Cairns are being erected throughout an Aberdeen fishing community to remind residents of its historical roots amid its rapid expansion.
The first of five plaques was officially unveiled in Cove Bay, to the south of the city, yesterday.
Each has been placed in a historically important location, featuring information about notable past inhabitants and events, and photographs from residents and The Press and Journal’s archives.
One of the cairns marks the site of the former Mains of Loirston, which was used as a dairy farm by one of the area’s best-known families.
It was set up and operated by William and Elizabeth Allan in the 1940s, and was later taken over by their son Sandy until the land was bought for housing in 2009.
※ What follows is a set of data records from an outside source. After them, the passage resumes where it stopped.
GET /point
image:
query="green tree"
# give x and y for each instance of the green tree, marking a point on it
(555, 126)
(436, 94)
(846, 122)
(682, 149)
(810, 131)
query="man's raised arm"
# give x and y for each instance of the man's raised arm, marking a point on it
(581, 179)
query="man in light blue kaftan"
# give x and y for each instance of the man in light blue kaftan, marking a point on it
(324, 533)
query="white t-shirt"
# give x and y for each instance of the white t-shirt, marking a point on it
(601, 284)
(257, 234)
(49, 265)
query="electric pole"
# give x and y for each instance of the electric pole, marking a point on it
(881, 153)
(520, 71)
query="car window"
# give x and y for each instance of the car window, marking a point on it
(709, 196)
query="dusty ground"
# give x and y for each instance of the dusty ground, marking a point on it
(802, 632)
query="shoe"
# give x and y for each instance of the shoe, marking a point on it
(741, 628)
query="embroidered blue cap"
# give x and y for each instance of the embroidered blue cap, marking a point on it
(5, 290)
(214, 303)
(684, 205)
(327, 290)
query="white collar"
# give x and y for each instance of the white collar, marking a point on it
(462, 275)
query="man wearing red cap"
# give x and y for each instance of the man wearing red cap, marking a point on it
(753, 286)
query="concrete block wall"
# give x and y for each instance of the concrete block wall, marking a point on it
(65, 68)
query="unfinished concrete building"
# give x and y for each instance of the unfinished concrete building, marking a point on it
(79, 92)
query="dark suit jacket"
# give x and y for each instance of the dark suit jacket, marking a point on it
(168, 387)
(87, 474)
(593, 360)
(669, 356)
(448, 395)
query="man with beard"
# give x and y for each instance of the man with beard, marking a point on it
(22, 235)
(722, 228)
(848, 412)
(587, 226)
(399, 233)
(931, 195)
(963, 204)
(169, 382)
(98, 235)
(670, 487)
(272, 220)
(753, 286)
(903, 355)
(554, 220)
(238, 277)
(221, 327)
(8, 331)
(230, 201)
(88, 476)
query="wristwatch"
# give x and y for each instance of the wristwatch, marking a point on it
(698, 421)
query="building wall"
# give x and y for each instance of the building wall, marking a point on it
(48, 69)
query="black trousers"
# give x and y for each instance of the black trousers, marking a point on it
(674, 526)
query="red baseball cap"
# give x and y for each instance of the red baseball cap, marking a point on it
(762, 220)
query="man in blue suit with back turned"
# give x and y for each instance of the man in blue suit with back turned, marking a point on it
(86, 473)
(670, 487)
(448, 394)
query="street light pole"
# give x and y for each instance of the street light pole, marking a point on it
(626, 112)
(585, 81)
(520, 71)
Their daughter Margaret bequeathed £10,000 to the area on her death – to be used to highlight Cove’s farming history.
And yesterday her niece, Liz Allan, unveiled the first of the new plaques created to keep her legacy alive.
She said: “I think the cairns are such a good idea and it will let people in Cove appreciate where it has come from.
“When I was growing up there were still farmers in Cove ploughing their fields with horses, and everybody knew everybody.
“It is still a great community but as it gets bigger some of that is going to get lost, but I hope that the new people who come in can see these and enjoy being Covers too.”
Work to install plaques on the remaining cairns – at South Loirston Road, Altens Community Centre, Cove Library and Charleston School – will continue during dry weather in the coming days.
The information on each was compiled by Michele McPartlin, who is also the chairwoman of Cove and Altens Community Council.
“I’m hoping this will get people thinking more about the history of Cove and the community – and perhaps start trying to do some research themselves,” she said.
“There have been a lot of interesting stories so it’s taken a long time.
“It was like a journey where I didn’t know where I was going, but it has been fantastic.”